Credit card refunds are initiated by a merchant after you return an item that was legitimately purchased. Credit card chargebacks, on the other hand, are initiated by your credit card company after you file a billing dispute over a purchase you never received or an item that was fundamentally different from what you believed you were ordering. You can also file a credit card chargeback on an item charged to your account by an unknown person, which is another common form of credit card fraud.

The Fair Credit Billing Act gives you 60 days to dispute a credit card charge. This gives you enough time to ensure that you aren’t accidentally disputing a valid charge, such as a charge for an item that simply got delayed in shipping. (If you initiate the chargeback process and then realize you made a mistake, contact your credit card issuer immediately.)

A chargeback can take longer to process than a credit card refund because your card company has 90 days to resolve the issue and up to 150 days to complete the charge reverse process. In some cases, your credit card issuer will offer a temporary credit to your account while they complete the chargeback process — but if the chargeback request is determined to be invalid, the credit will be removed.


  • A credit card refund doesn’t directly impact your credit score, but requesting a refund may give you a boost if the refunded amount reduces your credit utilization ratio. Using 30 percent or less of your total credit limit can help you build and maintain good credit — and while you shouldn’t necessarily return items just to improve your credit score, you may see a slight score increase after the refund process is complete.
  • Unfortunately, any credit card rewards you earned on a purchase that was subsequently returned will likely disappear from your account after the credit card refund is processed. If your credit card refund takes you below the minimum spending amount required to earn a welcome bonus, your credit card issuer may also withdraw the points, miles or cash back associated with the bonus.
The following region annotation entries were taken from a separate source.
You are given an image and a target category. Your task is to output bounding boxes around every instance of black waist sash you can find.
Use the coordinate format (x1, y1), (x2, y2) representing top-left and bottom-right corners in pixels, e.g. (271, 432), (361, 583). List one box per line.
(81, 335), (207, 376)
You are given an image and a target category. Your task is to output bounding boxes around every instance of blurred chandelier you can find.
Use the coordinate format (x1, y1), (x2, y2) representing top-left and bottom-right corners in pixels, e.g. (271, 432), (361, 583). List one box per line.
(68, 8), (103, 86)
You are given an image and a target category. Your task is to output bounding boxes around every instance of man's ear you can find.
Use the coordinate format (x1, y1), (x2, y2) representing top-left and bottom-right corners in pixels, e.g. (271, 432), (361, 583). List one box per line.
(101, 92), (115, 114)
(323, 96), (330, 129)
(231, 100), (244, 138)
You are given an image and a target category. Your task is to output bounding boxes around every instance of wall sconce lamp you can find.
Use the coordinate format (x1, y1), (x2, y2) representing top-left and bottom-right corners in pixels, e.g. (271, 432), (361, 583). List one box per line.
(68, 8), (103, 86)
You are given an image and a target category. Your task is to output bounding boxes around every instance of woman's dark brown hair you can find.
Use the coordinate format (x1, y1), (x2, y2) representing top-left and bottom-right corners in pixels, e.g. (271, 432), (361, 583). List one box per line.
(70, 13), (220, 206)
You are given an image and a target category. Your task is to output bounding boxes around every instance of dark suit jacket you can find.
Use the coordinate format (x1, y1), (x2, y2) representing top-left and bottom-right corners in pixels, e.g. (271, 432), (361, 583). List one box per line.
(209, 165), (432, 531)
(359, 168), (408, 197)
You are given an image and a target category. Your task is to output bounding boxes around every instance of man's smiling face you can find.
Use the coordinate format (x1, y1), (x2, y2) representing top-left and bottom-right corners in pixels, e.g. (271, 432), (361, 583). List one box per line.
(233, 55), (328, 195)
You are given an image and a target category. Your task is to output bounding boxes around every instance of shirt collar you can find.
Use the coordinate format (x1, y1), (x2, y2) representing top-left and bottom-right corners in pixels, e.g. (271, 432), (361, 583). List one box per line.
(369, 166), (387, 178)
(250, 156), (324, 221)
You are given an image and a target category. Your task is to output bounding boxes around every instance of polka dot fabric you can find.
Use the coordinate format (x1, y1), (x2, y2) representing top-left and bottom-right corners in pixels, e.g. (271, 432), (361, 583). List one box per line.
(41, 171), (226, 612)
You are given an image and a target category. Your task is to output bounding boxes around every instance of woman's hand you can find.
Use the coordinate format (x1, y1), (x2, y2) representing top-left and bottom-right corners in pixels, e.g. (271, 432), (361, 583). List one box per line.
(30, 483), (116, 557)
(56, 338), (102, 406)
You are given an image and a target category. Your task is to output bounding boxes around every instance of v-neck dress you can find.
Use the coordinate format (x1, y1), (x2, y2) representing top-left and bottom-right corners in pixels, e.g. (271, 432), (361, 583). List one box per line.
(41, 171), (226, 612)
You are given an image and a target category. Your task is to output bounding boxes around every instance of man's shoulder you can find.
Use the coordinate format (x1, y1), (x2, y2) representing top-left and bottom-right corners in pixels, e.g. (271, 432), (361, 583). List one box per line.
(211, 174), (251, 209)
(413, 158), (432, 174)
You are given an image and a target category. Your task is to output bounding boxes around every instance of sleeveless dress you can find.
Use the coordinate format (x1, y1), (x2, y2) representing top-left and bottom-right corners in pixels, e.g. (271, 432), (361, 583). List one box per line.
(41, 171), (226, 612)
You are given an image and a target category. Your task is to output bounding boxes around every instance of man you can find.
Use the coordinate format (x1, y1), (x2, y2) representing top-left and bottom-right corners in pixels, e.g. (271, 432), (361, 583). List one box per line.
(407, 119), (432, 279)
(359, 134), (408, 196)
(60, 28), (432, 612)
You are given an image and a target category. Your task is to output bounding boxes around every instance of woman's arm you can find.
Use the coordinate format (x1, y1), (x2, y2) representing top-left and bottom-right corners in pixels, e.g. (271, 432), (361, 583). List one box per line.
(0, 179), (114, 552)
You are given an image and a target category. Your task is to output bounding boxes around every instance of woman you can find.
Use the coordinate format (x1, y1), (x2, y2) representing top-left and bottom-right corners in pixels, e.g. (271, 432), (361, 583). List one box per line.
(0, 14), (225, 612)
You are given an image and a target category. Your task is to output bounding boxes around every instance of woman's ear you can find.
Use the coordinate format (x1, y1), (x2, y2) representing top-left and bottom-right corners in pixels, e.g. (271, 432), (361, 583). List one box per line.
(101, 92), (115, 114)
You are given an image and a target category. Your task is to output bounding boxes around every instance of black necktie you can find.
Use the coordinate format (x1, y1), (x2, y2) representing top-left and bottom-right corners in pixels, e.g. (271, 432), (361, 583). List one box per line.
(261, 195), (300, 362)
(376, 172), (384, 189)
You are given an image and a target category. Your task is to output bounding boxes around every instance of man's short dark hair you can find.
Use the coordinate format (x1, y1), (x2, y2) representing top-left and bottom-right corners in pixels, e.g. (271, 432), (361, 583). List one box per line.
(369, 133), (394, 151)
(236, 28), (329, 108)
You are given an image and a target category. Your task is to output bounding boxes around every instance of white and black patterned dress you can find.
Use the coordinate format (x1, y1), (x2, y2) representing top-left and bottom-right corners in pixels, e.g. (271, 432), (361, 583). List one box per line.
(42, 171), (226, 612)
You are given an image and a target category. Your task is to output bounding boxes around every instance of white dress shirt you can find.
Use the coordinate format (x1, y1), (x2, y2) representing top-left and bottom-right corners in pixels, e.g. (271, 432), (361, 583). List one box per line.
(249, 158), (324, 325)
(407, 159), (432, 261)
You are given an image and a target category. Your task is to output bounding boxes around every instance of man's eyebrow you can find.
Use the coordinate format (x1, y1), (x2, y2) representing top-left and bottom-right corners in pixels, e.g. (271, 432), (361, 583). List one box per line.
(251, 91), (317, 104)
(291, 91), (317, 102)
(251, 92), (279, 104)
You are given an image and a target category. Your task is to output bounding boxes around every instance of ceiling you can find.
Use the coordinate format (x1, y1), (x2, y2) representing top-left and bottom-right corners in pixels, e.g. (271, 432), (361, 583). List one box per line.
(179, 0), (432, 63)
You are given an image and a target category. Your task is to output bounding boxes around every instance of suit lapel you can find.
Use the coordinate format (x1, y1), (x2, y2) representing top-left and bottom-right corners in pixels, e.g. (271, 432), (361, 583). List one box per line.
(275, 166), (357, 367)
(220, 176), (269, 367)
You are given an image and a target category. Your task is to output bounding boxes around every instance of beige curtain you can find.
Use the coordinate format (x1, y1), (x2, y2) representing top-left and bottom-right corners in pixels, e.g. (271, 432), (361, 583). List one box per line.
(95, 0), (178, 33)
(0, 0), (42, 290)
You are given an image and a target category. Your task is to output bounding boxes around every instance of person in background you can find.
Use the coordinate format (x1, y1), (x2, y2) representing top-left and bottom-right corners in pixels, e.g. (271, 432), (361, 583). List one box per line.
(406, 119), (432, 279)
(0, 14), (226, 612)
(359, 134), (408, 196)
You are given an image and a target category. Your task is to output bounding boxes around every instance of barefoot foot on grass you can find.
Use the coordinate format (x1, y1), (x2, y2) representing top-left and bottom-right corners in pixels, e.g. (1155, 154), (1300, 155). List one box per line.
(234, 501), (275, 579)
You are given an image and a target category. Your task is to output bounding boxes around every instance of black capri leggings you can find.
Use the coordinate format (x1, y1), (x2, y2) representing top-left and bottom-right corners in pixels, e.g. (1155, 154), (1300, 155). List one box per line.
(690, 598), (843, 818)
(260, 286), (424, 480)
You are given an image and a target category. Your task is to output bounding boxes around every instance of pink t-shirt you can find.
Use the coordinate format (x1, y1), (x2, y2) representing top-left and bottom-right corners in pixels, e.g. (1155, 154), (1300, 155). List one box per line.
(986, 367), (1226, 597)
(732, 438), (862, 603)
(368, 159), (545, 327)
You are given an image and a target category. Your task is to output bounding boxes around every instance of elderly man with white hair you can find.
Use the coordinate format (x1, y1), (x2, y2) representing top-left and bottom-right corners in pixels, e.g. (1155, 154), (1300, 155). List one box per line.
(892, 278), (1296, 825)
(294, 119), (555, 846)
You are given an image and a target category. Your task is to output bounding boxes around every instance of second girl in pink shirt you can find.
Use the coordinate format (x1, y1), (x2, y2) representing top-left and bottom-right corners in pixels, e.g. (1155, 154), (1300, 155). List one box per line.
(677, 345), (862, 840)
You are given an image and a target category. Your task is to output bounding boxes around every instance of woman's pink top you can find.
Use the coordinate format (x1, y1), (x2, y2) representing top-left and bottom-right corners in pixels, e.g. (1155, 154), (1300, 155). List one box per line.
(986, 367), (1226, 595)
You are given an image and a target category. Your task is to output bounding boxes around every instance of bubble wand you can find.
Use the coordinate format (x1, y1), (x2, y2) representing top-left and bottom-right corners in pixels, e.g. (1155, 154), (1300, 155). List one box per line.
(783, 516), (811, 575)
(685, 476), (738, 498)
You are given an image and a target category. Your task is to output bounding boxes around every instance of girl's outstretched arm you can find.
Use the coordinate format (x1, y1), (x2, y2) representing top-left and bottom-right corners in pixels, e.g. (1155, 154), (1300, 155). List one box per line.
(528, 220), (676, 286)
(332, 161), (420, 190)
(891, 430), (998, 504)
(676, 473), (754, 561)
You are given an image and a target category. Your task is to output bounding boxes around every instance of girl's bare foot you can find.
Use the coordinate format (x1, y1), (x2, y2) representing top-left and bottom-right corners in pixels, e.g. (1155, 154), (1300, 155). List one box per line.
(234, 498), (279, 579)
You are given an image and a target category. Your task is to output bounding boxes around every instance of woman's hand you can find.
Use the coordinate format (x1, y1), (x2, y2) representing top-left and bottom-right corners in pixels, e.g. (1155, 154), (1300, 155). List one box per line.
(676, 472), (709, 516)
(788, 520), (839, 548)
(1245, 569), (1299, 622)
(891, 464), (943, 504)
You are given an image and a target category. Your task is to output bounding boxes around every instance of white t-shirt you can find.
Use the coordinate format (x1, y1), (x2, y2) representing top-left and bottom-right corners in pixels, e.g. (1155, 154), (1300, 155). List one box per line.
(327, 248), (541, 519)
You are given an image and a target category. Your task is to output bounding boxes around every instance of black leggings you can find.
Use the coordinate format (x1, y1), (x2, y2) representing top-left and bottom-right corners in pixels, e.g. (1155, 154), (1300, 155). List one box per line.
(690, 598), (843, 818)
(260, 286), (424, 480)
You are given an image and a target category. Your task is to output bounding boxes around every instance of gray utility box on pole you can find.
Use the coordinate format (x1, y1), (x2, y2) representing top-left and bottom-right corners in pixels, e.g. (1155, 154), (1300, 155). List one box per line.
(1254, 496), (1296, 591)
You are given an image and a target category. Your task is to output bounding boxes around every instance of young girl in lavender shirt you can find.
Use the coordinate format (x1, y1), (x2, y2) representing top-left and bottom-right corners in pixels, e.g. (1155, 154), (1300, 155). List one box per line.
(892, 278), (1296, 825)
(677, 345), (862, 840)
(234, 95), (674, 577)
    This policy was put in place to prevent people from taking advantage of the system — otherwise, people could make purchases and return items simply to rack up rewards. If you’d like to keep the rewards you earned from an item you return, you can always ask the merchant to refund you in the form of store credit instead of applying the refund toward your credit card balance.
  • Money refunded to your account is not considered a payment or a partial payment toward your credit card — which means you’ll still need to make at least the minimum payment on your balance when it comes due. You may also need to keep an eye on your credit card interest, since any interest you may have accrued on the purchase is unlikely to be refunded. If you are still within your credit card’s grace period, you may be able to avoid interest by paying off your statement balance in full.
  • If the purchase amount of the item you are returning is the only balance on your account, then your balance will return to zero after the refund is processed. If you have paid your card down to a zero balance before receiving your refund, you will have a negative balance on your credit account — and any future purchases will be applied to the negative balance first.

The bottom line

Refunding any of your purchases to your credit account doesn’t need to be a hassle, even for big-ticket items. Credit card refunds are easy to request, and most reputable merchants will be familiar with the refund process. In most cases, a credit card refund will be fully processed within two weeks — but you may end up paying interest charges or fees on the purchase, and you won’t be able to keep any rewards you might have earned.

If you are searching for a new credit card, make sure to take a look at the terms, benefits and protections the card offers. While credit card issuers will refund the cost of a returned item to your account, a card that offers return protection and purchase protection can provide even more security and peace of mind. You’ll also want to be aware of which credit card issuers provide the best customer service, especially if you need to request a credit card chargeback or minimize the effects of credit card fraud.